On appeal the court held that for the jury to understand the threat, and whether the defendant believed the threat, the words had to be allowed. The question was not whether the terrorists meant their threats but whether Mr Subramaniam believed the threats.

The shotgun

As a teacher of Law of Evidence, I am amazed at the number of cases where men accidently fire their shotguns at their loved ones. One of these was Mr Ratten ([1973] 3 All E.R. 801.

At about 1.15 the Post Office telephonist was telephoned from the Ratten house. The telephonist plugged into the number, pressed the “speak” key and said “number please”. A female voice was hysterical and sobbed “Get me the police, please.”

Mr Ratten said that the shooting, which happened a few minutes later, was a complete accident. There had been no argument or difficulty between the couple.

Lord Wilberforce said that the important question before the court was whether Ratten had deliberately killed his wife or whether the shooting was a complete accident.

The victim’s state of mind immediately prior to the shooting was relevant to the question. If she was calm and placid before the shooting this supported the “accident” but if she were distressed and upset it suggested she feared violence. The telephonist witness could give evidence of the woman’s state of mind, based also on non-verbal indications such as sobbing and sounding panicky. In this context, repeating the actual words used is helpful.

The machine speaks

Lots of machines provide information, from the bathroom scales to the computer. The machine has no mind of its own, and so the machine cannot be cross examined. Evidence has to be given by a human being, who will tell the court what the machine “said”. This is hearsay.

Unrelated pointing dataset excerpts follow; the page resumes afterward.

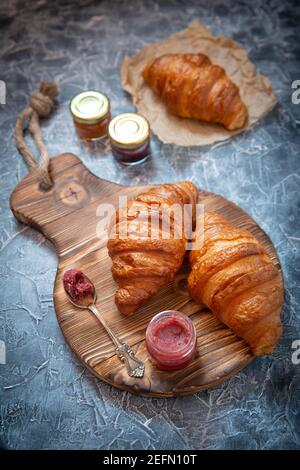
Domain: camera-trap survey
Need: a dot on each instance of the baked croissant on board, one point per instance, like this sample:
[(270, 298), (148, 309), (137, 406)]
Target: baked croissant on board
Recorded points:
[(192, 87), (234, 277), (141, 265)]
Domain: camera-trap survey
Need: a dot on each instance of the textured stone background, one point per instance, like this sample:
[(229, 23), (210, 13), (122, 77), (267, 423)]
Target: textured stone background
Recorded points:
[(52, 401)]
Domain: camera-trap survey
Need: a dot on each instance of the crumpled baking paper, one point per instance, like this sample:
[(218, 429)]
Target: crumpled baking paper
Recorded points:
[(255, 90)]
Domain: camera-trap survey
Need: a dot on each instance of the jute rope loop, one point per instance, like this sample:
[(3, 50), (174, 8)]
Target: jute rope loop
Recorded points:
[(41, 105)]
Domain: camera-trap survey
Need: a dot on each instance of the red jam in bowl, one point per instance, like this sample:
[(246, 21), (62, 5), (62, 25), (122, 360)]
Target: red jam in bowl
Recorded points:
[(171, 340), (77, 285)]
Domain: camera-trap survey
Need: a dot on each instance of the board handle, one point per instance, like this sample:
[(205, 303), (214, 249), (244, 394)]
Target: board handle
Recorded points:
[(67, 207)]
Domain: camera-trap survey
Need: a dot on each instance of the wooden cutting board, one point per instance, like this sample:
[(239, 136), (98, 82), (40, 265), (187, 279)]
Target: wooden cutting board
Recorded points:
[(67, 215)]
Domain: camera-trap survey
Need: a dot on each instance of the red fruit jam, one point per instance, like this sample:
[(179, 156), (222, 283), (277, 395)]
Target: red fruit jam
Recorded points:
[(77, 285), (171, 340)]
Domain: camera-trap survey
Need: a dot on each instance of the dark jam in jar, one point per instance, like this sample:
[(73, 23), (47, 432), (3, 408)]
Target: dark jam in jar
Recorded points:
[(171, 340), (91, 114), (129, 135), (77, 285)]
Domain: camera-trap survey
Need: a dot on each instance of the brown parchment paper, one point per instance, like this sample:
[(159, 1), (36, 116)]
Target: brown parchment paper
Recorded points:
[(255, 90)]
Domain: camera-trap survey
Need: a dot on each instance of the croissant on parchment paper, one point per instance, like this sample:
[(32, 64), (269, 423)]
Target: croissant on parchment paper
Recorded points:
[(192, 87), (144, 261), (234, 277)]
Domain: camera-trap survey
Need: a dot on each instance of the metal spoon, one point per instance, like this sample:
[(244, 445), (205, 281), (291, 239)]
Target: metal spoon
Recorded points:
[(134, 366)]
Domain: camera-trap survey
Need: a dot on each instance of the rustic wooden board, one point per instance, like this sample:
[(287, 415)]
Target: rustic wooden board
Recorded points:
[(66, 215)]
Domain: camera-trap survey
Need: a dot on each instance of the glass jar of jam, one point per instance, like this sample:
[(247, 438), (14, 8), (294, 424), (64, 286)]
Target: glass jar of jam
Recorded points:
[(91, 114), (129, 135), (171, 340)]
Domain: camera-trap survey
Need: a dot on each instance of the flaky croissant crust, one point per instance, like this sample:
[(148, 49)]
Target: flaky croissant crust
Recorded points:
[(191, 86), (234, 277), (141, 265)]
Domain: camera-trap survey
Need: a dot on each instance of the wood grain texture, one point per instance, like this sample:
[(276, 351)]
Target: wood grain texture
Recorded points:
[(67, 216)]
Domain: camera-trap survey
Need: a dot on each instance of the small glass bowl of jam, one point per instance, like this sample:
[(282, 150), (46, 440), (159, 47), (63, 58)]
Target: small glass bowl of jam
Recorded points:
[(129, 135), (91, 114), (171, 340)]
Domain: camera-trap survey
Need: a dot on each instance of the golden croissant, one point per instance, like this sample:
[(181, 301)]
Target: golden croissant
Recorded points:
[(146, 253), (234, 277), (192, 87)]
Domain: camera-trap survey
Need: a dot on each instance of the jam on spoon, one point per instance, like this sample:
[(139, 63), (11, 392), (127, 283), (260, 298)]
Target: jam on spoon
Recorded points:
[(81, 292)]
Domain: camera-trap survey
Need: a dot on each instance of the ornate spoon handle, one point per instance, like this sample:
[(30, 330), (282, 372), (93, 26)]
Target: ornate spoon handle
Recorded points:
[(134, 366)]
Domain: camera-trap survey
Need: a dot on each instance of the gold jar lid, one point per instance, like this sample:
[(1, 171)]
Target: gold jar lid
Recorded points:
[(89, 107), (128, 130)]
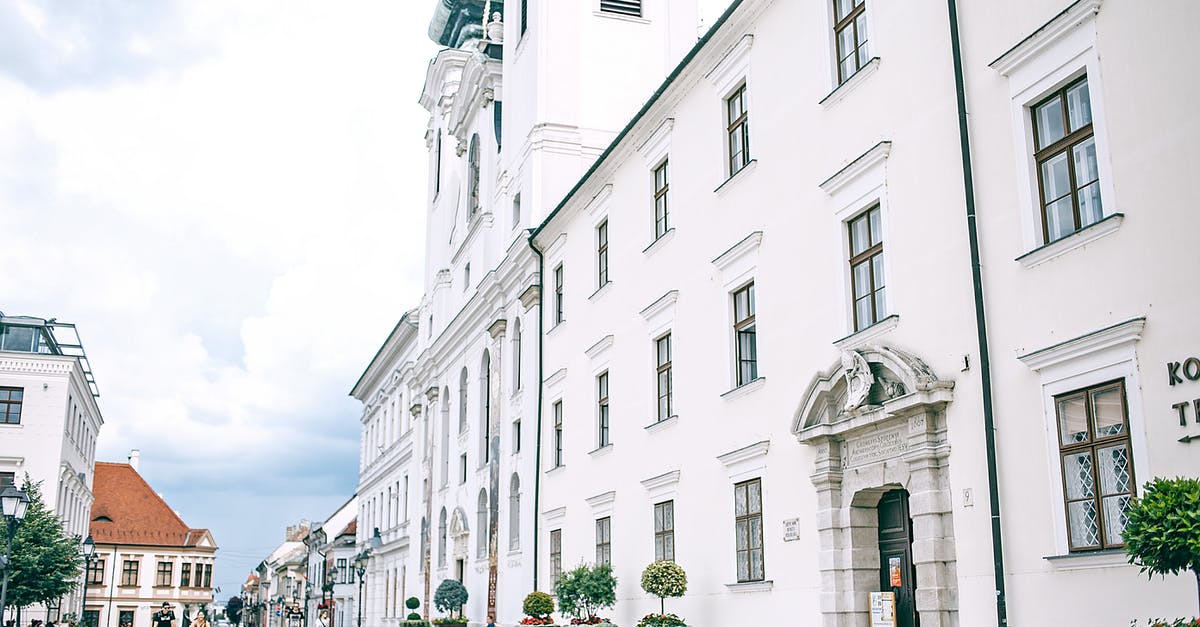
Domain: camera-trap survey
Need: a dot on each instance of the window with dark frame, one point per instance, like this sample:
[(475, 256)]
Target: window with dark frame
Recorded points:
[(556, 555), (163, 575), (604, 541), (744, 335), (558, 293), (603, 254), (96, 572), (622, 7), (11, 400), (664, 531), (130, 573), (738, 130), (850, 33), (558, 434), (748, 529), (1065, 150), (664, 383), (661, 214), (865, 234), (603, 410), (1097, 465)]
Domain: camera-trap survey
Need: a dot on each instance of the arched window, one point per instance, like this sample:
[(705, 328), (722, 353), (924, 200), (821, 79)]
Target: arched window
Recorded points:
[(485, 406), (481, 530), (473, 178), (515, 513), (442, 538), (516, 354), (445, 437), (462, 400)]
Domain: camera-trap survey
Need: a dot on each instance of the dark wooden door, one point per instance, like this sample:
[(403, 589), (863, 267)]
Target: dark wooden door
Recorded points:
[(897, 571)]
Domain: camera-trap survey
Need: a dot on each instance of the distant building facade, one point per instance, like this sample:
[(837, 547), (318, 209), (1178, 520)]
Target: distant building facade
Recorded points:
[(145, 554), (49, 419)]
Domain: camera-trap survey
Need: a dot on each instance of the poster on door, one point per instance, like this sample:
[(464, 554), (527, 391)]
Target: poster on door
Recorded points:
[(883, 609)]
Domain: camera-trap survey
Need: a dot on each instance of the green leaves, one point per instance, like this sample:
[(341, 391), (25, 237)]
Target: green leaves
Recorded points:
[(45, 562)]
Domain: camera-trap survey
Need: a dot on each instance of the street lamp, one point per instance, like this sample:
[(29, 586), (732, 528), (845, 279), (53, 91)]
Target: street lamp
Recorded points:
[(89, 554), (13, 503)]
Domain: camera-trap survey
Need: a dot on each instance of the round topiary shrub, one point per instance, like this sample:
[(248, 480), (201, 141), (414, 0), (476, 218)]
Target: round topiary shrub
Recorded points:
[(538, 604)]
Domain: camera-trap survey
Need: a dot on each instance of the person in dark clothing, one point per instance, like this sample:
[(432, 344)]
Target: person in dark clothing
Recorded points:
[(163, 617)]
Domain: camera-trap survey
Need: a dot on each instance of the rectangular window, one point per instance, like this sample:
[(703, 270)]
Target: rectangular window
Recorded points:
[(96, 573), (130, 573), (163, 577), (11, 400), (556, 555), (748, 529), (661, 215), (663, 352), (623, 7), (558, 293), (738, 130), (1068, 178), (558, 434), (744, 335), (1097, 465), (867, 268), (664, 531), (850, 33), (603, 254), (603, 408), (604, 541)]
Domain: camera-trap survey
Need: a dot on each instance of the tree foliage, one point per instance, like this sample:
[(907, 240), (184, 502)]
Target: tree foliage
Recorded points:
[(1163, 532), (586, 589), (538, 604), (45, 562), (450, 596)]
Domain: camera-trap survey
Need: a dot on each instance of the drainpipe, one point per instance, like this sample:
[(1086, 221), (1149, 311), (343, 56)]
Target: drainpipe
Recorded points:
[(989, 425), (537, 469)]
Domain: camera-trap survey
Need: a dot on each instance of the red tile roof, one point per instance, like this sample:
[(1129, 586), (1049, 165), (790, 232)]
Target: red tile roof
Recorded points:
[(126, 511)]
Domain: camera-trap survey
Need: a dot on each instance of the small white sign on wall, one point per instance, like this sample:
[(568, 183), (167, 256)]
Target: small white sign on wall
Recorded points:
[(791, 530)]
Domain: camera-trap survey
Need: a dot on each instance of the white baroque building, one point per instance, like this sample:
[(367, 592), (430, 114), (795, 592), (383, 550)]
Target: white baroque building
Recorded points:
[(859, 299)]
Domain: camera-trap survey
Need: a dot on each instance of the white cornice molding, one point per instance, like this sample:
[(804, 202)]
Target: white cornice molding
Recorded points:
[(1077, 15), (864, 162), (1110, 336)]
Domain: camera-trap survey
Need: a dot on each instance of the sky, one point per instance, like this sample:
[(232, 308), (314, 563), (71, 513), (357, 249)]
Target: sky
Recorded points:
[(227, 197)]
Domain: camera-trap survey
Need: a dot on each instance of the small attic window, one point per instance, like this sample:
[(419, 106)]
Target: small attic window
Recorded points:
[(622, 7)]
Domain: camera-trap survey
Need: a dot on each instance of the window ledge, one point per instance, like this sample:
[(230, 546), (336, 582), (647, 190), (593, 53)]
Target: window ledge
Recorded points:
[(603, 451), (1078, 239), (751, 586), (745, 388), (859, 338), (849, 84), (600, 291), (1085, 560), (661, 424), (737, 175), (659, 243)]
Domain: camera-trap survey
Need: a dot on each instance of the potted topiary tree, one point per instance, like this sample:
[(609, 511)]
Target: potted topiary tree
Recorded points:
[(1163, 532), (664, 579), (538, 608), (586, 590), (450, 597)]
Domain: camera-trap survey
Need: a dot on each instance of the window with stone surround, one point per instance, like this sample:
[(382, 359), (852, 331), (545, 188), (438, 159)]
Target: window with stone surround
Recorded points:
[(1097, 465)]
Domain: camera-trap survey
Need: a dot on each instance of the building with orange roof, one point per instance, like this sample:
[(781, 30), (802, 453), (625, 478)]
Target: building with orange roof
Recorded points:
[(145, 554)]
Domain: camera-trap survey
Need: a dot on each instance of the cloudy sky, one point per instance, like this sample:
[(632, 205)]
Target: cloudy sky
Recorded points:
[(227, 197)]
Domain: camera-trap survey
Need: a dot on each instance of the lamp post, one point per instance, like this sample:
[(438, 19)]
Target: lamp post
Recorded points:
[(89, 555), (13, 503)]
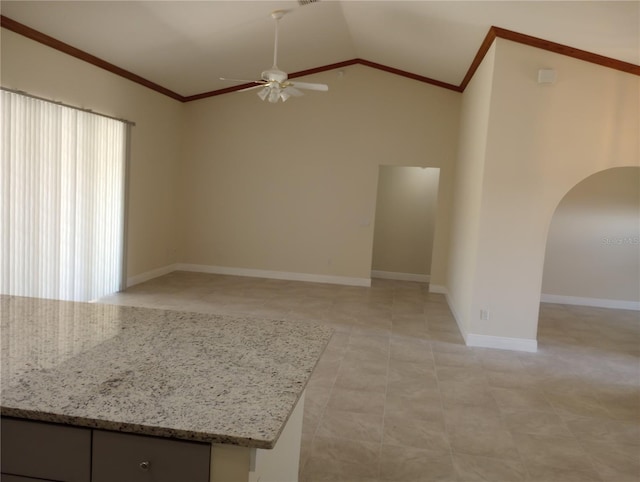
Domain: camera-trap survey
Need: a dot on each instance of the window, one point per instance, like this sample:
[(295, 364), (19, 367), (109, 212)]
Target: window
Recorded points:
[(62, 195)]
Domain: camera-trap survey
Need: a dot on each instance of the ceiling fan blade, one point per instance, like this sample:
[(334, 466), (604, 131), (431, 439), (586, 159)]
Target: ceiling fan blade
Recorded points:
[(251, 88), (244, 81), (293, 92), (309, 86)]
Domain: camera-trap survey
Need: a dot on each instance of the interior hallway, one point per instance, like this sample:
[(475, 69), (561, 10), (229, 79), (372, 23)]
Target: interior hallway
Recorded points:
[(397, 396)]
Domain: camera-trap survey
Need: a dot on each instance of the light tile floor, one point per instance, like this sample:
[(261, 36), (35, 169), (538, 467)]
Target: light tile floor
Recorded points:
[(397, 396)]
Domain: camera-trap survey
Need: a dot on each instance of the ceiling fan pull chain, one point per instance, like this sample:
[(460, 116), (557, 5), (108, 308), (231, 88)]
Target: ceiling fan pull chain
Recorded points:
[(275, 46)]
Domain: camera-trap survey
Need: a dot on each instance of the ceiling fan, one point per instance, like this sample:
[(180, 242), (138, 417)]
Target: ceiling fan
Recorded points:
[(274, 83)]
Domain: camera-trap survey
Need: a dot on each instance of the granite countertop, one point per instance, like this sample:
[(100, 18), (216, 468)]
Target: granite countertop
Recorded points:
[(192, 376)]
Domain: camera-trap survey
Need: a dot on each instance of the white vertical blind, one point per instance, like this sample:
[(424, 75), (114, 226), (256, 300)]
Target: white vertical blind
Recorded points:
[(62, 182)]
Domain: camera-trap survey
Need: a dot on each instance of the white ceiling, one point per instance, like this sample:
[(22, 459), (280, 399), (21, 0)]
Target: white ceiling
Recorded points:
[(186, 46)]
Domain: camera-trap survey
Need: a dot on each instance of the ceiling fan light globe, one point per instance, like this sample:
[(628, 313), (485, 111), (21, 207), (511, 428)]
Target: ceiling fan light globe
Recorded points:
[(274, 95), (263, 93)]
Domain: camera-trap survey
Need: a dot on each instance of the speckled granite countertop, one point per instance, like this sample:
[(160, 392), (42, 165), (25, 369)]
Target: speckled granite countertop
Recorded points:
[(192, 376)]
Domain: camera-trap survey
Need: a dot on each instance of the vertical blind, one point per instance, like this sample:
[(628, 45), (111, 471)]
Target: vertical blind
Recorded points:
[(62, 189)]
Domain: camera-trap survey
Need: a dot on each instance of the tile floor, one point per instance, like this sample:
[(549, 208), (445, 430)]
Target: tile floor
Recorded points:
[(397, 396)]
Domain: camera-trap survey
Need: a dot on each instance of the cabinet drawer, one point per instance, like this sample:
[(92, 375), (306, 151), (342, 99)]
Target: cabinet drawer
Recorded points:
[(45, 451), (18, 478), (132, 458)]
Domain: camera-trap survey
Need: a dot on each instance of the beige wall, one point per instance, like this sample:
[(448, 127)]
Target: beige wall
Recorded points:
[(155, 142), (542, 140), (405, 219), (291, 187), (474, 125), (593, 248)]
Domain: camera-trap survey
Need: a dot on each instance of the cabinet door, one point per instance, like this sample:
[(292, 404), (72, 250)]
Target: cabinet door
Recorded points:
[(133, 458), (45, 451)]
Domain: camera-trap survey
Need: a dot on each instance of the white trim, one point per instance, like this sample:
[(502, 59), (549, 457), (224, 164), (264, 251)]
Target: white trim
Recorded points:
[(502, 342), (422, 278), (486, 341), (440, 289), (154, 273), (597, 302), (456, 317), (283, 275)]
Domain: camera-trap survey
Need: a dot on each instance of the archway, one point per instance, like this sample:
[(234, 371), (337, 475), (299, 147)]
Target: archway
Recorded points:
[(592, 256)]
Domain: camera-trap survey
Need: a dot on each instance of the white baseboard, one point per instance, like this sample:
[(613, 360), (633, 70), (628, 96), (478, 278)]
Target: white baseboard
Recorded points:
[(486, 341), (440, 289), (421, 278), (282, 275), (502, 342), (595, 302), (154, 273)]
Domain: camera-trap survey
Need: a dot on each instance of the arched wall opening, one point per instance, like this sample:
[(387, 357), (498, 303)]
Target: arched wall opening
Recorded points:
[(592, 256)]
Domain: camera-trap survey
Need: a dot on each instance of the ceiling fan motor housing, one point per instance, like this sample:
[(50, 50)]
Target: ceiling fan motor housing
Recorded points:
[(272, 75)]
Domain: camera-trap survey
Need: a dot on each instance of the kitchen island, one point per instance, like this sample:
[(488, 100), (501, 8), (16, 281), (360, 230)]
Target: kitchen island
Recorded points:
[(230, 386)]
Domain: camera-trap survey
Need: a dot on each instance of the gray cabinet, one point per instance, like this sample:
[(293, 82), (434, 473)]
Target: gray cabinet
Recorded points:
[(45, 451), (133, 458), (49, 452)]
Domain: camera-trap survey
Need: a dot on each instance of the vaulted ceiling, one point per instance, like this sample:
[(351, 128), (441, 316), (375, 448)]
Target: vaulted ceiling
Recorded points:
[(187, 46)]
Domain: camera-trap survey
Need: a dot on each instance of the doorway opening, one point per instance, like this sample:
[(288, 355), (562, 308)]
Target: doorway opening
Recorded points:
[(405, 221)]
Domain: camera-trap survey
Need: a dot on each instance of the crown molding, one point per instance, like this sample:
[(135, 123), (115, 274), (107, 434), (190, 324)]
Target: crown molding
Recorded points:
[(19, 28), (493, 33)]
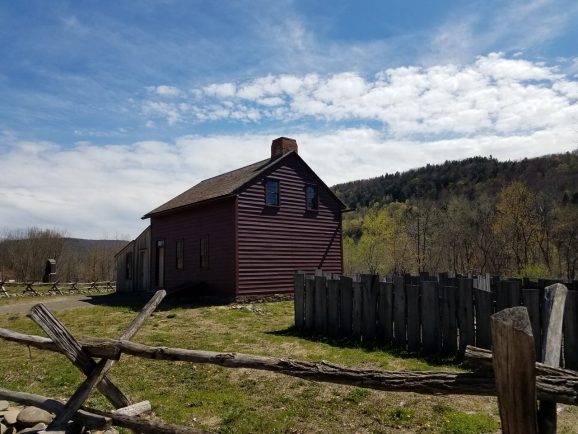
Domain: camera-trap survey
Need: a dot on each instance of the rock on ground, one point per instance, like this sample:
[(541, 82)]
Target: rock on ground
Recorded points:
[(31, 416)]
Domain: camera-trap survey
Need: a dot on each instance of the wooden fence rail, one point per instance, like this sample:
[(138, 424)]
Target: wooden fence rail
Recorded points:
[(32, 288), (426, 314), (516, 379)]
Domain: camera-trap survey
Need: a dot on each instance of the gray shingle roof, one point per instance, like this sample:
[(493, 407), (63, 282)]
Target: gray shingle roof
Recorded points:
[(216, 187)]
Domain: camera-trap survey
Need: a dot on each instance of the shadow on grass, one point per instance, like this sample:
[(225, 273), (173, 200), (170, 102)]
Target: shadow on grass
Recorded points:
[(135, 301), (371, 346)]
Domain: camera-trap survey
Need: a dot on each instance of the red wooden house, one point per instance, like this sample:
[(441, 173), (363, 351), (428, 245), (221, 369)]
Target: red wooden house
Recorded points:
[(247, 231)]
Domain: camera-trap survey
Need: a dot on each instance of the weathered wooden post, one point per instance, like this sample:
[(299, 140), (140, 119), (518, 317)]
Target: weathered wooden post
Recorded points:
[(299, 299), (515, 370), (553, 317)]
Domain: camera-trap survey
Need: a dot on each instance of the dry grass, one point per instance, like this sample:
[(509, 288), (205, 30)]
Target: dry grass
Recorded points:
[(240, 400)]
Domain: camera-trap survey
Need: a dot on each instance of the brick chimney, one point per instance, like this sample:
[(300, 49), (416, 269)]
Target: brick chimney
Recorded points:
[(282, 146)]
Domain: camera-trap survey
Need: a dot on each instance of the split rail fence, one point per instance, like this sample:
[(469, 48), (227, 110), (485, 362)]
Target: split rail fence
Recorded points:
[(425, 314), (514, 375)]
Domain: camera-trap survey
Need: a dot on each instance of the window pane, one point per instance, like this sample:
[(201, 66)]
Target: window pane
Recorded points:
[(205, 252), (180, 256), (312, 199), (272, 192)]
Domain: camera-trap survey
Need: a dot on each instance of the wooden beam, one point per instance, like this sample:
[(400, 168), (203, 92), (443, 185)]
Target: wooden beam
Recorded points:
[(515, 370), (86, 419), (553, 318), (482, 358), (134, 409), (559, 385), (70, 347), (97, 419)]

A radar operative who sees two blobs moving together is not a direct witness of the collision. It would be stupid to disregard his evidence.

If the radar screens are recorded, the recordings can be played to the court and can be explained to the court by the operative and /or an expert witness. If not, we have what the radar operator “saw”. What he “saw” is hearsay evidence. What he inferred from what he saw is likely to be hearsay. If he is an expert it can be opinion evidence based on what he saw.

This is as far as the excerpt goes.